Aprender a manejar y a manejarse debiera ser, por tanto, una finalidad sustantiva del tiempo escolar. En las instituciones educativas hay que aprender a hacer y no sólo aprender a conocer. Aprender a manejar los artefactos que nos rodean, aprender a manejarse con completa autonomía en el hogar, en la ciudad, en la carretera y en las redes telemáticas son aspectos que deberían ser sustantivos en la educación y que no pueden reducirse a conocimientos. 
Lo secundario del aprendizaje técnico en las instituciones educativas ha hecho que no se posea beneficios de muchos componentes educativos primordiales.
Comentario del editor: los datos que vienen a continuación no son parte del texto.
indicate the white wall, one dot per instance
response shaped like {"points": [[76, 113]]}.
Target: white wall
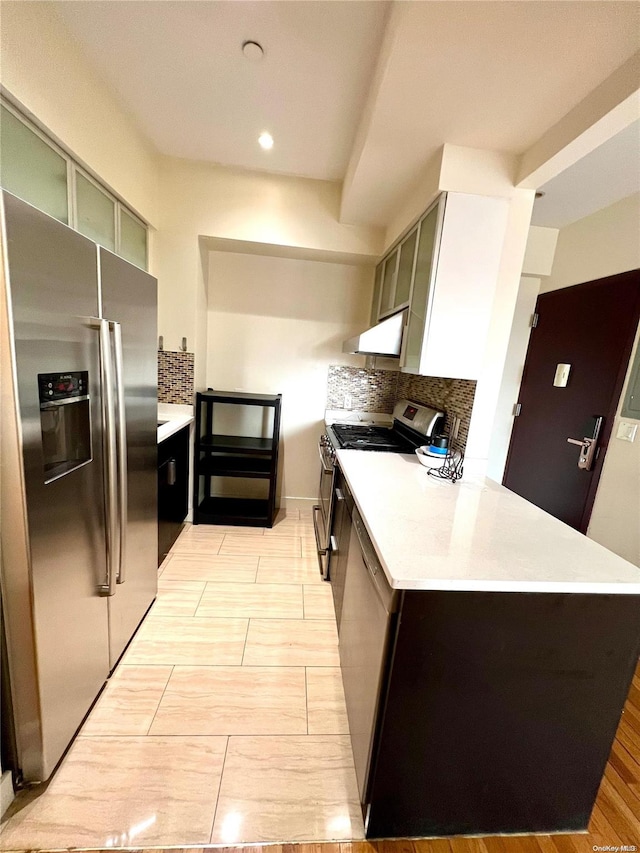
{"points": [[512, 376], [201, 200], [606, 243], [44, 70], [275, 326]]}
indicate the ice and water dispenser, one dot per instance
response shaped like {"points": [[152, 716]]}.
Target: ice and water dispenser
{"points": [[65, 422]]}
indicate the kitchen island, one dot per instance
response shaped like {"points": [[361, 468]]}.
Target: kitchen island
{"points": [[510, 649]]}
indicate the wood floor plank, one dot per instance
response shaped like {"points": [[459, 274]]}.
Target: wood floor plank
{"points": [[618, 814], [432, 845], [546, 844], [624, 790], [630, 739], [601, 833]]}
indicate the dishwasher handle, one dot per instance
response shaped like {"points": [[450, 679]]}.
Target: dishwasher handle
{"points": [[386, 594]]}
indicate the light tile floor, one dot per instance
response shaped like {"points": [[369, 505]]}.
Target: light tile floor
{"points": [[225, 720]]}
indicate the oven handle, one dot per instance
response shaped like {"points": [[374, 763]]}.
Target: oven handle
{"points": [[326, 469], [322, 551]]}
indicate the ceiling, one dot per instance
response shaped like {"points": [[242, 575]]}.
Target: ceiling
{"points": [[606, 175], [487, 75], [178, 68], [369, 90]]}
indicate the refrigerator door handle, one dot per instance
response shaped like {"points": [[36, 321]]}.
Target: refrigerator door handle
{"points": [[121, 440], [110, 458]]}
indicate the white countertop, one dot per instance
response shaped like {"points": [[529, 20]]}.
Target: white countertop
{"points": [[474, 535], [175, 417]]}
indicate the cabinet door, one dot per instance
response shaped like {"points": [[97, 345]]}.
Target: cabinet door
{"points": [[173, 489], [388, 283], [377, 287], [340, 535], [419, 308], [405, 269]]}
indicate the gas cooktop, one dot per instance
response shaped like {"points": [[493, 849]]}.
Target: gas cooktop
{"points": [[413, 426], [357, 437]]}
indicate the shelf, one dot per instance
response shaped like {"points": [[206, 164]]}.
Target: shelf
{"points": [[226, 443], [219, 456], [235, 466], [239, 397], [234, 511]]}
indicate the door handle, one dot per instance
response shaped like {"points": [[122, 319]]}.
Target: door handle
{"points": [[588, 446], [121, 433], [110, 457], [321, 551]]}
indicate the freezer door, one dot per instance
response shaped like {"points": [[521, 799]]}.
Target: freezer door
{"points": [[129, 299], [53, 527]]}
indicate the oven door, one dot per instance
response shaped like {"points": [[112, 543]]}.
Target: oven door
{"points": [[323, 510]]}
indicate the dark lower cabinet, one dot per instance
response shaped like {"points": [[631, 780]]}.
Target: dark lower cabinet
{"points": [[340, 536], [497, 711], [173, 489]]}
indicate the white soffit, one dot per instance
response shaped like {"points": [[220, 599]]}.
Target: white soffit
{"points": [[177, 67], [487, 75], [606, 175]]}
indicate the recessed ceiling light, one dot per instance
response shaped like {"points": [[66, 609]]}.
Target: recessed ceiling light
{"points": [[252, 50]]}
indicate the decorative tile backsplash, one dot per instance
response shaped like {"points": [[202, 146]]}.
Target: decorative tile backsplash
{"points": [[175, 377], [378, 390], [453, 396], [369, 390]]}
La seguridad, la eficiencia o la equidad son valores que sólo pueden favorecerse cuando la educación para manejar se encuentra próxima a la educación para valorar y eso es algo que sucede más cómodamente cuando ambas se llevan a cabo en los entornos escolares. 
Manejar es, por tanto, una dimensión fundamentalmente humana que favorece la libertad individual y la inserción en un mundo técnicamente complejo. Dos condiciones necesarias para la felicidad. Por ello, quizá educar para manejar debería ser también una de las finalidades educativas principales.